Secondo Forbes si tratta dei primi segnali di un enorme quanto inevitabile processo di trasferimento della ricchezza: nei prossimi 2 anni soltanto 1.000 persone trasmetteranno più di 5,2 trilioni di dollari ai loro eredi. In un contesto così diseguale, ove l’ascensore sociale è ormai stato manomesso e risulta impossibile invertire la rotta, appellarsi al mito della meritocrazia risulta quanto mai utopistico.

Secondo la società di consulenza Ferilli Associates nei prossimi 20 anni 84.000 miliardi di dollari passeranno di generazione in generazione. Fattore, quest’ultimo, che non investe unicamente il trasferimento della ricchezza di padre in figlio ma anche – e soprattutto – un’ereditarietà della povertà. In parallelo ai dati finora menzionati, infatti, la stagnazione dei salari e il progressivo smantellamento dei diritti della classe lavoratrice rappresentano lo sfondo sul quale avviene un’epocale processo di concentrazione dei capitali nelle mani di pochi e grandi soggetti. 

La domanda, dunque, sorge spontanea: si tratta di un nuovo feudalesimo? 

Tra i giovani miliardari citati da Forbes vi sono l’irlandese Firoz Mistry, 27 anni, e suo fratello Zahan, 25 anni, detentori di circa 4,9 miliardi di dollari derivanti dalle loro partecipazioni in Tata Sons, una società che possiede marchi automobilistici tra cui Jaguar e Land Rover. Firos e Zahan hanno ereditato queste cifre nel 2022 a seguito della morte del padre Cyrus Mistry.

Al secondo posto troviamo la diciannovenne brasiliana Livia Voigt, che gode di un patrimonio che ammonta a 1,1 miliardi di dollari. Ma come ha fatto a guadagnare così tanti soldi? Semplice, non li ha guadagnati. Livia infatti detiene una partecipazione di minoranza nell’azienda specializzata nella produzione di apparecchiature digitali Weg, fondata da suo nonno.

Anche in Italia – ovviamente – vi sono noti esponenti di tale fenomeno. Il diciannovenne Clemente Del Vecchio, ad esempio, a seguito della morte del padre ha riscosso una rilevante quota di partecipazione in Loxottica che lo ha coronato come il più giovane miliardario al mondo.
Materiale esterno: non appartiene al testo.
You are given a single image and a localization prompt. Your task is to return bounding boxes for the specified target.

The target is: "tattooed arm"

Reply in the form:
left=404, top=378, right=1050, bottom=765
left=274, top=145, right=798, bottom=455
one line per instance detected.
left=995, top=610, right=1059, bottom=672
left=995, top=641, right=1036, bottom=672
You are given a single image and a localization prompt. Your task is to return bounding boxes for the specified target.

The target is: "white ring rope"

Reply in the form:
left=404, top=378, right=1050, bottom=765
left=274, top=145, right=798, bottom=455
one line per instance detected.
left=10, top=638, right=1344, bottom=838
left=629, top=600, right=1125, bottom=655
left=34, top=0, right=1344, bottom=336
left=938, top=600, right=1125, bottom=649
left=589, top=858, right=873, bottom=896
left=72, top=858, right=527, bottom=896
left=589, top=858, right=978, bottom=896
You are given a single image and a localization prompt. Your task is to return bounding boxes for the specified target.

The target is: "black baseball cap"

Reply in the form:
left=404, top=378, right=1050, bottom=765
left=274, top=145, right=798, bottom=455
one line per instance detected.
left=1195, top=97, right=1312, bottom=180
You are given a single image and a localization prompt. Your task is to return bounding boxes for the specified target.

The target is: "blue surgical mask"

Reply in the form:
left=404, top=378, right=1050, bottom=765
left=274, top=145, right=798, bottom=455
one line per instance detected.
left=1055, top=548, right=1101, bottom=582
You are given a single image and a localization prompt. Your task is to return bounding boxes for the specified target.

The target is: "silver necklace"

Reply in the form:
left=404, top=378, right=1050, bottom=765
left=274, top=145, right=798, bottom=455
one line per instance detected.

Spoiler: senza aver mai lavorato un giorno.

Anche in una città come Firenze il fenomeno del trasferimento generazionale della ricchezza produce notevoli conseguenze. Nel capoluogo toscano, infatti, le famiglie più ricche del rinascimento risultano essere le più ricche nella Firenze di oggi. Insomma, la ricchezza è sempre nelle mani delle stesse famiglie. Uno studio condotto da Guglielmo Barone e Sauro Micetti, due economisti della Banca d’Italia, prendendo in esame il censimento del 1427, ha evidenziato come chi ha un determinato cognome abbia preservato la propria ricchezza familiare nell’arco di 600 anni. Una tale conservazione mette in luce non solo come la ricchezza sia stata tramandata di generazione in generazione, ma anche come siano rimaste inalterate le medesime disuguaglianze sociali nel corso dei secoli. In poche parole, neanche 25 generazioni hanno determinato un cambiamento in termini di rapporti di potere nella città toscana.

In 600 anni, dunque, non è cambiato nulla.

Coloro che si trovavano ai vertici della gerarchia sociale nel 1427 hanno mantenuto intatta la loro posizione. Il caso fiorentino incarna le tendenze degenerative di un fenomeno che gradualmente si appresta a divenire globale. Trattasi di un sistema feudale che si autoriproduce nel corso dei secoli e che non ammette mutamenti. Lo scenario che emerge è paradossale: come se esistesse un principio che impedisce ai ricchi di scivolare nei gradini più bassi della gerarchia sociale.

La conclusione è semplice: non solo i ricchi sono sempre più ricchi. Ma i ricchi sono sempre gli stessi.